Python - Scipy: Multivariate_normal - Select The Right Subsets Of Input

- 1 answer

Any help that pushes me towards the right solution is greatly appreciated...

I am trying to do a classification in two steps:

1.) Calculate mu, sigma, and pi on the training set. 2.) Create a test routine, that takes

- mu, sigma, pi
- an array of Feature IDs
- testx and testy.

Part 1.) works.
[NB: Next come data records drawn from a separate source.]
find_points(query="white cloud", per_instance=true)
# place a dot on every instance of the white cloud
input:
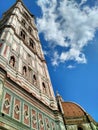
(67, 24)
(82, 2)
(70, 67)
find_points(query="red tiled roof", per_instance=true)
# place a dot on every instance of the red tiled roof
(72, 110)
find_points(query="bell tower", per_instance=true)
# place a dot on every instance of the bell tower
(22, 53)
(26, 92)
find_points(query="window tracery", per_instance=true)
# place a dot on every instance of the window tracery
(23, 34)
(34, 80)
(24, 70)
(44, 88)
(31, 43)
(16, 109)
(6, 103)
(12, 61)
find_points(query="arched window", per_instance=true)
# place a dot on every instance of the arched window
(26, 16)
(24, 70)
(29, 29)
(34, 80)
(44, 87)
(12, 61)
(23, 34)
(80, 128)
(23, 22)
(31, 43)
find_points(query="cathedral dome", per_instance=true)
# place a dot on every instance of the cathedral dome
(72, 110)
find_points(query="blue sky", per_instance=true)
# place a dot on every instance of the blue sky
(69, 36)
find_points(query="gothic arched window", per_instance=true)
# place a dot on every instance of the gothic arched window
(23, 34)
(24, 70)
(23, 22)
(80, 128)
(29, 29)
(34, 79)
(31, 43)
(12, 61)
(44, 87)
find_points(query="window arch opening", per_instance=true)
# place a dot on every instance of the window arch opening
(44, 87)
(12, 61)
(80, 128)
(24, 70)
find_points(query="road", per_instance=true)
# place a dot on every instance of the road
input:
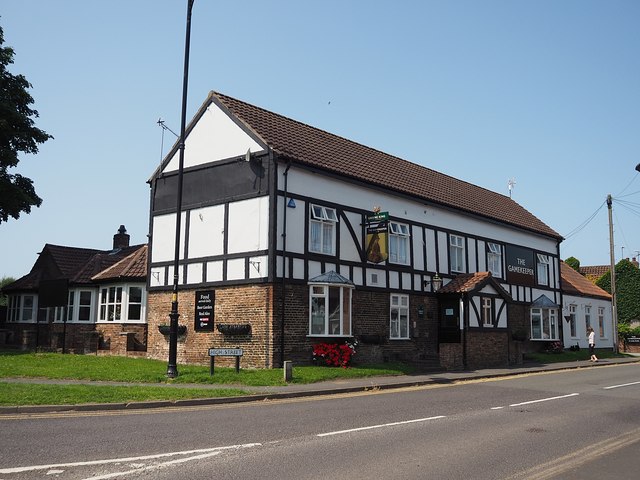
(575, 424)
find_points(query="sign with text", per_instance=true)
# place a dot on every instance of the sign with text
(377, 234)
(205, 303)
(520, 266)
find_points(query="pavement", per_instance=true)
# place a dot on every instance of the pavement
(293, 390)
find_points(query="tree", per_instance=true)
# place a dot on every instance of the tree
(4, 281)
(17, 134)
(627, 290)
(574, 263)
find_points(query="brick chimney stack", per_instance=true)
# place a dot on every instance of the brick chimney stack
(121, 239)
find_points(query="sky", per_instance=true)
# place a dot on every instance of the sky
(544, 93)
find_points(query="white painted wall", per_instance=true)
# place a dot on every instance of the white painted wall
(581, 337)
(214, 137)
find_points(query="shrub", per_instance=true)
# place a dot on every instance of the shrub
(334, 354)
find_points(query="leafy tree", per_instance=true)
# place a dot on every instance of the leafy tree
(627, 290)
(574, 263)
(17, 134)
(4, 281)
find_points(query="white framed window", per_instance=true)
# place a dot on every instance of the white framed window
(121, 303)
(322, 230)
(572, 321)
(22, 308)
(330, 310)
(544, 324)
(399, 317)
(398, 243)
(494, 259)
(601, 321)
(487, 312)
(456, 253)
(543, 269)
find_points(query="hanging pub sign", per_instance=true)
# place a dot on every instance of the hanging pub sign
(377, 237)
(520, 266)
(205, 301)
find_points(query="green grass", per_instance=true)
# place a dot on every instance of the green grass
(569, 356)
(12, 394)
(149, 375)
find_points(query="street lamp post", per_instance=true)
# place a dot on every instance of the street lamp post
(172, 367)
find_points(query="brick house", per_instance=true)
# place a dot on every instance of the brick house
(80, 300)
(298, 236)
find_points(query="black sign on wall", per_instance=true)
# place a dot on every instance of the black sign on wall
(520, 266)
(205, 303)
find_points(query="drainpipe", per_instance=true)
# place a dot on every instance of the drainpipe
(284, 259)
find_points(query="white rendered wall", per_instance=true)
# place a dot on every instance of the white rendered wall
(214, 137)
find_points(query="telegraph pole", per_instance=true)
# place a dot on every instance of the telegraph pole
(614, 302)
(172, 367)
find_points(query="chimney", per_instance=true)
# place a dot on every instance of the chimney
(121, 239)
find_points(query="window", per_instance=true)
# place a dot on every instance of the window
(456, 253)
(487, 314)
(398, 243)
(543, 269)
(322, 230)
(399, 317)
(494, 259)
(121, 303)
(330, 310)
(21, 308)
(572, 320)
(544, 324)
(601, 321)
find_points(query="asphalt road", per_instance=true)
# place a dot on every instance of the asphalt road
(577, 424)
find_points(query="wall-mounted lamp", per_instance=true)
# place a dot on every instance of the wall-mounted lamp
(435, 282)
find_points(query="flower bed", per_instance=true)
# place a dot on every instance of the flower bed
(334, 354)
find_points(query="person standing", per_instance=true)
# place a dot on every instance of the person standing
(592, 344)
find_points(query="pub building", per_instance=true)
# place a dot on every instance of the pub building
(292, 236)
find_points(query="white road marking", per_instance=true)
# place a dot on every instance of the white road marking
(544, 400)
(623, 385)
(206, 451)
(371, 427)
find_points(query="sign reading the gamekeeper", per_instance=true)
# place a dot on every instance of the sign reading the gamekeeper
(377, 229)
(205, 301)
(520, 266)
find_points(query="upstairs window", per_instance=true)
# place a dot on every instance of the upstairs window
(322, 230)
(494, 259)
(398, 243)
(487, 312)
(543, 269)
(456, 253)
(544, 324)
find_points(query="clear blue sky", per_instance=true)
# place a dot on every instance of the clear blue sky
(545, 92)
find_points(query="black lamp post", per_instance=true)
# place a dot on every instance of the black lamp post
(172, 367)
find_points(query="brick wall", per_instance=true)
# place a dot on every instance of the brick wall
(233, 305)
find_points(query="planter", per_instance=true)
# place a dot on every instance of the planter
(166, 329)
(234, 328)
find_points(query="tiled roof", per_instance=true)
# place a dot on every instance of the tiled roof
(132, 266)
(575, 284)
(594, 272)
(316, 148)
(81, 265)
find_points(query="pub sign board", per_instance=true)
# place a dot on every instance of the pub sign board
(520, 266)
(205, 303)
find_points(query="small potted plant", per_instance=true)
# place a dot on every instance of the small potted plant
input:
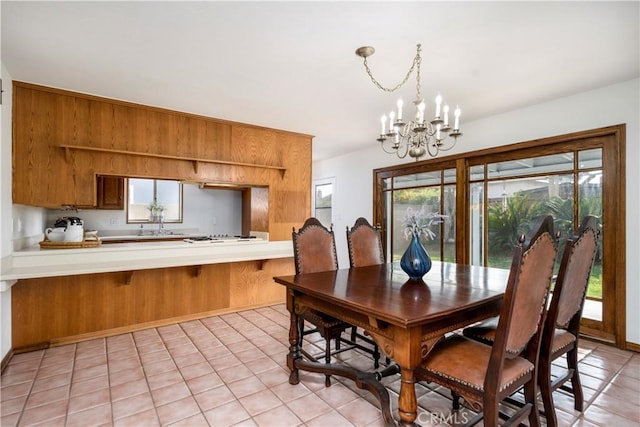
(156, 211)
(416, 261)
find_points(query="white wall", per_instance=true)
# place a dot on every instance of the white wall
(607, 106)
(5, 208)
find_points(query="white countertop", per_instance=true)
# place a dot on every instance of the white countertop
(35, 262)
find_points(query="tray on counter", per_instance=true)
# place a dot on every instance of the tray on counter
(48, 244)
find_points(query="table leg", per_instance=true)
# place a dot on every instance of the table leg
(295, 341)
(407, 402)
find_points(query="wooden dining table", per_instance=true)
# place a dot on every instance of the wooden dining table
(405, 318)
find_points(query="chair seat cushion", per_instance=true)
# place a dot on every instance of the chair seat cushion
(561, 339)
(465, 361)
(324, 320)
(484, 332)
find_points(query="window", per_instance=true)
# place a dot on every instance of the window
(154, 201)
(431, 192)
(322, 200)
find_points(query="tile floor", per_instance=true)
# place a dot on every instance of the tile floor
(230, 370)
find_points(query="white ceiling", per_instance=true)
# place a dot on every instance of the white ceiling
(292, 66)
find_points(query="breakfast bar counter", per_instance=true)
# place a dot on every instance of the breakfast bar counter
(36, 262)
(60, 296)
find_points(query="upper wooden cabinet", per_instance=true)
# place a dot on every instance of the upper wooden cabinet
(62, 140)
(110, 192)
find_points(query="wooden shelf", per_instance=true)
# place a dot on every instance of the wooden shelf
(195, 161)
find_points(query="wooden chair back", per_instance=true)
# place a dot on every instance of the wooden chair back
(364, 244)
(573, 277)
(314, 248)
(522, 315)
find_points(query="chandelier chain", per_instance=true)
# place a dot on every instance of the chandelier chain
(416, 61)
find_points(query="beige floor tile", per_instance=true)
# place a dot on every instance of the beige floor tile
(230, 370)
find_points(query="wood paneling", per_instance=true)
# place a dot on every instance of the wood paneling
(45, 119)
(62, 309)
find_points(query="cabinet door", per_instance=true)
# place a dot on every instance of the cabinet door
(110, 192)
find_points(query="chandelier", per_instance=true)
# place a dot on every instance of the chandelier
(416, 137)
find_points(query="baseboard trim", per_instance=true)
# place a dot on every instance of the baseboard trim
(632, 346)
(5, 360)
(55, 342)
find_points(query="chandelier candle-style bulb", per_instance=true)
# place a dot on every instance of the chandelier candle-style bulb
(445, 110)
(392, 117)
(421, 112)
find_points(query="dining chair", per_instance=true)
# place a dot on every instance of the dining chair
(485, 375)
(365, 249)
(314, 250)
(562, 325)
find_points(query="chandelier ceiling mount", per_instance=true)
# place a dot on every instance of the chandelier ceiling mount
(418, 136)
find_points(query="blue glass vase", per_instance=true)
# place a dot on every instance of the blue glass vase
(415, 260)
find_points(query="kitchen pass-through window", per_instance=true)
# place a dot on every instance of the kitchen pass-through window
(154, 201)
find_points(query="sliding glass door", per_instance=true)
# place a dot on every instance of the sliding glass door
(493, 196)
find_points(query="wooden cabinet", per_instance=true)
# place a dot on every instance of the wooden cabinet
(63, 140)
(110, 192)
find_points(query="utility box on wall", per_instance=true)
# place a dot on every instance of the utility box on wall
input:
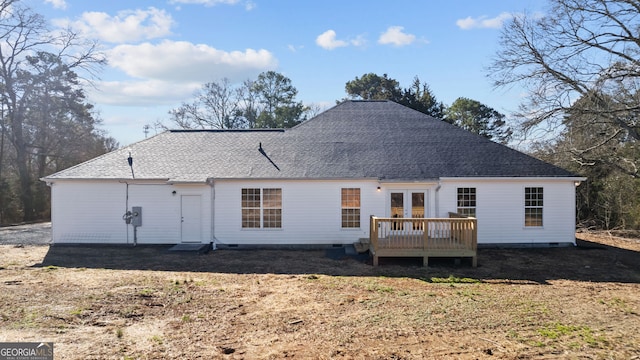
(136, 216)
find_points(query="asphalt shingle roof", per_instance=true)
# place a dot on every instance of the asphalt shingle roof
(353, 140)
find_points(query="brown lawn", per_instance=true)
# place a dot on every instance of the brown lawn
(145, 303)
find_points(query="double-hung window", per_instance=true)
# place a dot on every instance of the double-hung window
(467, 202)
(261, 208)
(350, 208)
(533, 206)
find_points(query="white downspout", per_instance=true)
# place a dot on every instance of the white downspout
(437, 200)
(213, 212)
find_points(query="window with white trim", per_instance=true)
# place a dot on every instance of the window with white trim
(533, 206)
(261, 208)
(467, 202)
(350, 208)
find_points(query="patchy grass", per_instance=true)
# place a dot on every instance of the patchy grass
(136, 303)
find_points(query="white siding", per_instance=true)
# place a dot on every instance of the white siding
(311, 212)
(500, 210)
(91, 212)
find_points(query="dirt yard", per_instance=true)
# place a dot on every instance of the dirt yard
(146, 303)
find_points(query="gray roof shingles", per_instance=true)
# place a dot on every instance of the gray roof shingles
(353, 140)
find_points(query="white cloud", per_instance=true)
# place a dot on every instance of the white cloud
(483, 22)
(327, 40)
(396, 37)
(57, 4)
(125, 27)
(184, 62)
(146, 92)
(205, 2)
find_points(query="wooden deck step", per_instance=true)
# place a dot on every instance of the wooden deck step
(362, 246)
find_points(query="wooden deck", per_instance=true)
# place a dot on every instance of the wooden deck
(424, 237)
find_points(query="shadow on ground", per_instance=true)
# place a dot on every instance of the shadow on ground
(589, 261)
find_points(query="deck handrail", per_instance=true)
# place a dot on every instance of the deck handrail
(453, 236)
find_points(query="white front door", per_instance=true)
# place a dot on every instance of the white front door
(407, 204)
(191, 218)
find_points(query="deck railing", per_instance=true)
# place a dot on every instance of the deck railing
(455, 236)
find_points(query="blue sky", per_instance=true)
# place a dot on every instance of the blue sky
(161, 51)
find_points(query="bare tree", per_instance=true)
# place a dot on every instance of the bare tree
(29, 53)
(216, 106)
(585, 50)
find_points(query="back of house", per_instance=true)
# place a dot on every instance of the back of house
(318, 183)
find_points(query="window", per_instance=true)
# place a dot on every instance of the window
(351, 208)
(467, 201)
(272, 208)
(261, 214)
(533, 206)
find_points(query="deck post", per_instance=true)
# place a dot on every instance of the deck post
(373, 239)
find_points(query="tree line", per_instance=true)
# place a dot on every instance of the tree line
(270, 102)
(46, 124)
(580, 65)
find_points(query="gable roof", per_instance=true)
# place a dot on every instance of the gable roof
(353, 140)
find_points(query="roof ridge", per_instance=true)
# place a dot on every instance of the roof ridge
(224, 130)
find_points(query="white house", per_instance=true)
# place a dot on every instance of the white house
(317, 183)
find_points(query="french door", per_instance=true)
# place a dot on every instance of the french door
(406, 204)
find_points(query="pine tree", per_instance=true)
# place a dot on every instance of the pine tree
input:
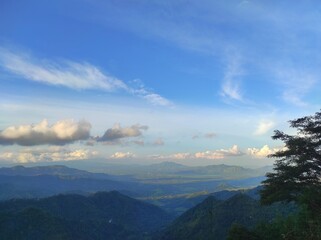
(297, 169)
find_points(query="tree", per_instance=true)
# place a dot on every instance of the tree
(297, 170)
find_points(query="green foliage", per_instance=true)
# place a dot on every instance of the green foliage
(212, 218)
(239, 232)
(297, 170)
(296, 177)
(100, 216)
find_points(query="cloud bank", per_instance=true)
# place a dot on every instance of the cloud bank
(116, 133)
(122, 155)
(53, 154)
(210, 155)
(263, 152)
(60, 133)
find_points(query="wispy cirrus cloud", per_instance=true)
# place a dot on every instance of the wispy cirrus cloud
(70, 74)
(60, 133)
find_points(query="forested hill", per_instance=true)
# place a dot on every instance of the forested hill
(213, 218)
(104, 215)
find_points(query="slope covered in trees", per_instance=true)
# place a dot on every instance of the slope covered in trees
(100, 216)
(212, 218)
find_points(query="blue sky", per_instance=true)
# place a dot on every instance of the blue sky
(196, 82)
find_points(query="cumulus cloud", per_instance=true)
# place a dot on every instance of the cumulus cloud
(209, 135)
(263, 152)
(263, 127)
(74, 75)
(158, 142)
(211, 155)
(47, 155)
(117, 132)
(122, 155)
(60, 133)
(157, 99)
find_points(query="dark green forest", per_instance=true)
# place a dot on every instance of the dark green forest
(287, 204)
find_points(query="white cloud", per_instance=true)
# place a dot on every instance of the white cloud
(208, 135)
(66, 73)
(210, 155)
(262, 152)
(122, 155)
(263, 127)
(296, 83)
(74, 75)
(158, 142)
(117, 132)
(156, 99)
(60, 133)
(47, 155)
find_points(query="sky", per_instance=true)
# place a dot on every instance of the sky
(144, 81)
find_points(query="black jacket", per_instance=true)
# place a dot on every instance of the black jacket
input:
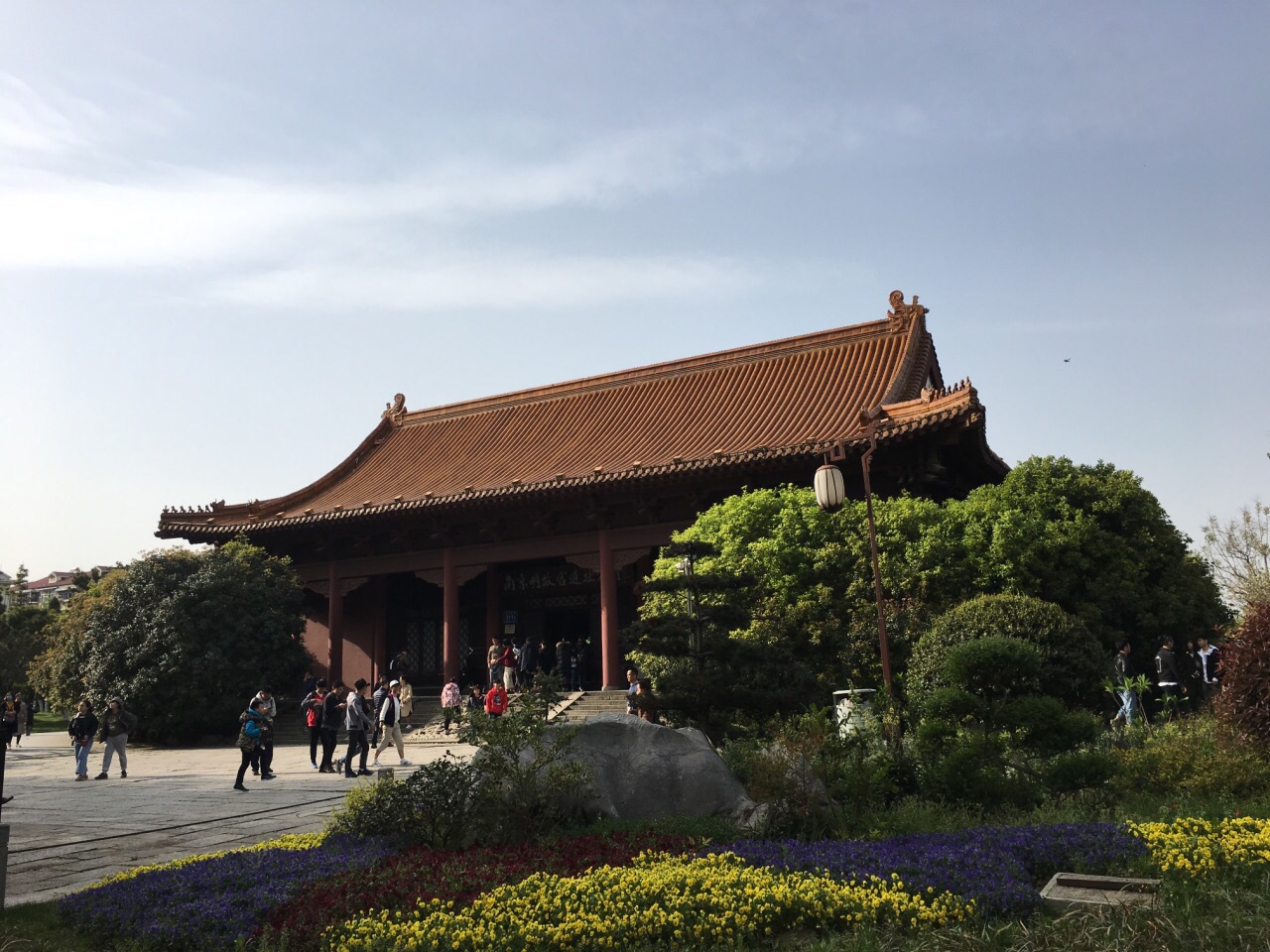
(82, 726)
(1166, 666)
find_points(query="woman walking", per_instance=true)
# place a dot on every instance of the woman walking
(82, 730)
(117, 725)
(451, 698)
(8, 720)
(249, 739)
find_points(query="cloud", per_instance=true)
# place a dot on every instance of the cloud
(46, 125)
(168, 216)
(489, 282)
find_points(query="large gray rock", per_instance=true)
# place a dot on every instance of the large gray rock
(643, 771)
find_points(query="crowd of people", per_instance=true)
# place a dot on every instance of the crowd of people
(111, 729)
(516, 665)
(1184, 680)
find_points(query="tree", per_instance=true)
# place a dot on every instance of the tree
(23, 636)
(684, 642)
(1072, 662)
(185, 638)
(1092, 540)
(1088, 539)
(1238, 552)
(992, 738)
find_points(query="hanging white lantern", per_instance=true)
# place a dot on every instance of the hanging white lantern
(830, 489)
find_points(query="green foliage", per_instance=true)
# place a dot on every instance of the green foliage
(1243, 703)
(1192, 757)
(24, 633)
(1092, 540)
(1087, 539)
(526, 784)
(1238, 551)
(434, 806)
(185, 638)
(1072, 660)
(992, 740)
(816, 779)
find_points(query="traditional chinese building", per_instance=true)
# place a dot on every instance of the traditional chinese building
(540, 512)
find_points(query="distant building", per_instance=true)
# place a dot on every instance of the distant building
(41, 592)
(60, 585)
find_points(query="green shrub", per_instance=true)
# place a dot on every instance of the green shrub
(991, 740)
(526, 783)
(1071, 658)
(816, 779)
(1243, 703)
(1194, 757)
(434, 806)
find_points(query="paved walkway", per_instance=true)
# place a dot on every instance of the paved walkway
(64, 835)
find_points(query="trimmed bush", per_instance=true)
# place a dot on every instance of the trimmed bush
(434, 807)
(1072, 664)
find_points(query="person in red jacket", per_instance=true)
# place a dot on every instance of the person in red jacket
(495, 701)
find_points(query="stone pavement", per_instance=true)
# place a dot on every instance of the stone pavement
(64, 834)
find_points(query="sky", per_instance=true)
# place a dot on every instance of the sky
(230, 231)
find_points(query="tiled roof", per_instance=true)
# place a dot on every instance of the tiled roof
(798, 395)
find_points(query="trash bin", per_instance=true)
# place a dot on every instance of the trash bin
(853, 708)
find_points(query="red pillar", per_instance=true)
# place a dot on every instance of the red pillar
(493, 604)
(334, 626)
(449, 613)
(612, 658)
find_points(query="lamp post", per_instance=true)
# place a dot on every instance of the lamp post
(829, 495)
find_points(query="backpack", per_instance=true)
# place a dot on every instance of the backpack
(313, 711)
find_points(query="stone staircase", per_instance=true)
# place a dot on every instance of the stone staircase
(429, 725)
(583, 705)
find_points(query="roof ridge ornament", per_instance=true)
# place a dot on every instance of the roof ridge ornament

It returns - mu # shape 4,13 - sigma # shape 4,13,13 - pi # shape 4,

def fit_generative_model(x,y):
    k = 3  # labels 1,2,...,k
    d = (x.shape)[1]  # number of features
    mu = np.zeros((k+1,d))
    sigma = np.zeros((k+1,d,d))
    pi = np.zeros(k+1)
    for label in range(1,k+1):
        indices = (y == label)
        mu[label] = np.mean(x[indices,:], axis=0)
        sigma[label] = np.cov(x[indices,:], rowvar=0, bias=1)
        pi[label] = float(sum(indices))/float(len(y))
    return mu, sigma, pi

Part 2.) does not work, as I seem to be unable to select the right subsets of mu and sigma

def test_model(mu, sigma, pi, features, tx, ty):
    mu, sigma, pi = fit_generative_model(trainx,trainy)
    # set the variables
    k = 3 # Labels 1,2,...,k
    nt = len(testy)
    score = np.zeros((nt,k+1))
    covar = sigma
    for i in range(0,nt):
        for label in range(1,k+1):
            score[i,label] = np.log(pi[label]) + \
            multivariate_normal.logpdf(testx[i,features], mean=mu[label,:], cov=covar[label,:,:])
    predictions = np.argmax(score[:,1:4], axis=1) + 1

    errors = np.sum(predictions != testy)

return errors

It should return the number of mistakes made by the generative model on the test data when restricted to the specified features.



Try this. It should work.

mean=mu[label,features], cov=covar[label,features,features]